Danu bangun dari kasurnya dan kemudian berjalan ke ruang tamu untuk mencari obat nyamuk bakar. Desta yang baru saja membereskan buku-buku pelajarannya, melihatnya dan memanggil.
"Kakak lagi apa?"
"Nyari obat nyamuk. Di kamar ada nyamuk bandel banget. Kesel dari tadi ngigit mulu," keluh Danu.
Desta malah tertawa. "Itu pipi Kakak ada bentol."
"Iya ih sebel."
Danu membuka laci dan menemukan obat nyamuk bakar itu. Ia menyalakannya dengan korek api dan menaruhnya di kolong ranjangnya.
"Desta, lu gak tidur? Udah malem nih," tegur Danu.

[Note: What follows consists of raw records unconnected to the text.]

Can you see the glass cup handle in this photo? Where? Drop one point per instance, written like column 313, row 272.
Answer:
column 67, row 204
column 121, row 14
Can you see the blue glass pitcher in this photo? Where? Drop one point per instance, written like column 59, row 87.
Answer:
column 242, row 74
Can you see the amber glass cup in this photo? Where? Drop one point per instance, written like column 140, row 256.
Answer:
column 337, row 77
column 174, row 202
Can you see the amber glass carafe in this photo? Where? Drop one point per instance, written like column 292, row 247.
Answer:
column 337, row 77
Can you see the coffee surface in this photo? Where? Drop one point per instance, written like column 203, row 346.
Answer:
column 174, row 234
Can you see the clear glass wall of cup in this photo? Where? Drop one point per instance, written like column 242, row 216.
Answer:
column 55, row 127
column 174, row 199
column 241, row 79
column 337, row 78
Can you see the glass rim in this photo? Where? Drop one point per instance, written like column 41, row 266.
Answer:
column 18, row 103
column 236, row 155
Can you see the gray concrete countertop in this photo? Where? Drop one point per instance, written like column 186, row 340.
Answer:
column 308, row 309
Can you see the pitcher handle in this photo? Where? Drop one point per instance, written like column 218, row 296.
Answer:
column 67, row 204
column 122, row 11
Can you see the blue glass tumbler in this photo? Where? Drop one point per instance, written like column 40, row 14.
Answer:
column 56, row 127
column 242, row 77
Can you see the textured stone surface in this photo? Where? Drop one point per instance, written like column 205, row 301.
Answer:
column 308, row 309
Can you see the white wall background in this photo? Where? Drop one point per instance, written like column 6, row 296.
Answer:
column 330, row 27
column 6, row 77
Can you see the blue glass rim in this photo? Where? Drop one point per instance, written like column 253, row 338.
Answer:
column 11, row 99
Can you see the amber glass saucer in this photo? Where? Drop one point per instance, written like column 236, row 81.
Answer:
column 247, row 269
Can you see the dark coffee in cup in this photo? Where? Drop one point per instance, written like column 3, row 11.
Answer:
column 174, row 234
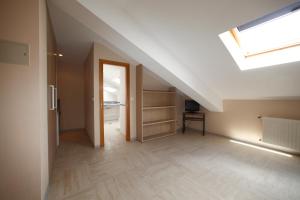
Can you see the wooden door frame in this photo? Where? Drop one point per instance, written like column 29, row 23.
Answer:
column 102, row 62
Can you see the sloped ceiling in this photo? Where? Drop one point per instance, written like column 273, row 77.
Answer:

"Ya, ni mau tidur. Baru juga beresin jurnal sama PR Fisika," kata Desta sambil menepuk bukunya di meja.
"Baguslah kalau begitu. Lu bisa ngerjainnya gak? Mau gua bantu?"
"Gak usah. Udah bisa kok. Kalo aku nyontek ke Kakak nanti aku gak pinter-pinter. Aku juga kan mau jadi juara satu kayak Kak Danu."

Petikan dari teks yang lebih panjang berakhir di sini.